Oyun üç yıldır oynanıyordu. Bugüne kadar ses etmediler, bugün yasakladılar. İktidarlar, ne zaman başı sıkışsa, çeşitli alanlarda; Kürt, Türk, Alevi, Sünni, Arap, Ermeni ayrışmalarını tetikliyor, düşmanlık yaratacak bir şey bulup ortaya çıkarıyor. Okuma kampanyamız üzerinden de bunu körüklemeyi sürdürdüler. Aklı başında olan herkes, metni okuduğunda, bunun direkt olarak iktidarı hedef alan bir oyun olmadığını anlar. Ama onlar ‘Sadece Diktatör’ başlığını görünce üzerlerine alındılar belki de.”
-BUNDAN SONRASI-
Kampanyanın bundan sonrası için bir yol haritası çizilip çizilmediği konusuna da değinen Nevzat Süs, şöyle devam etti:
“Henüz çizilmedi. Gelecek tepkilerle de şekillenecek. Bu süreci sadece Barış Atay üzerinden değerlendirmek istemiyoruz, muhtemelen o da öyle değerlendirmiyordur zaten. Onur Orhan’ın yazdığı, birçok insanın emek verdiği bir metin yasaklanıyor. ‘Siz oynatmıyorsanız, biz de okuruz’ dedik. Belki bundan sonra böyle bir şey olursa, bu kez de ‘İçimizden okuyacağız’ deriz, çıkarız sokağa, içimizden okuruz metni.

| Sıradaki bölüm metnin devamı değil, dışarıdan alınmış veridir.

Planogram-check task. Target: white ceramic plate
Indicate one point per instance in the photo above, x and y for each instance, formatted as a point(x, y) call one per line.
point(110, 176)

Kampanya sürecinde şehir dışındaki tiyatrolar hakkında tutanaklar tutulmuş. Tiyatrocular metni okurken, polisler gelmiş, okuyanların isimlerini almışlar.
Kimi zaman bizim tiyatrolarımıza da sivil kıyafetle gelip, ‘Burası ne zamandır var, neler oynuyorsunuz?’ gibi soran kişiler olabiliyor. Biz de doğrusu neyse onu söylüyoruz. Gayrimeşru bir şey yapmıyoruz. Bizim yurtdışında banka hesaplarımız yok. Yaptığımız şey belli, tiyatro… Tiyatro meşru bir alandır. Amaçları bizi huzursuz etmek. Bu bir taktiktir. Gelirler, giderler. Gelsinler ve gitsinler.
Haluk Bilginer, ‘Keşke oyunu izlemeye gelselerdi’ demiş polisler için. Bence de keşke izleselermiş. Fikirleri ne kadar değişirdi bilmiyorum ama, en azından bu yasaklamanın ne kadar saçma bir hal aldığını görmüş olurlardı.”
-ZOR ZAMANLAR-
“zor zamanlarda insanlar ya da tiyatrolar renklerini belli ederler” diyen ve içinde olunan sürecin KTP’nin örgütlülüğünü güçlendireceğini ifade eden Kadıköy Tiyatroları Platformu’nun Basın Sözcüsü Nevzat Süs, sözlerine şöyle nokta koydu:
“Zor zamanlarda dost ve düşmanı ayırt edebiliyorsunuz. Kadıköy’de 70 civarında tiyatro topluluğu var. Bence bu süreç bizi daha ileri taşıyacak, çünkü daha büyük bir amacımız var. Tiyatroya yasak gelmiş, daha ne olabilir ki? Bundan daha kötü başka ne yapabilirler ki tiyatroya? Bugün ‘Sadece Diktatör, yarın ‘Hamlet’, ertesi gün ‘Üç Kız Kardeş’… Onları da yasaklarlar ama biz onları da okuruz.”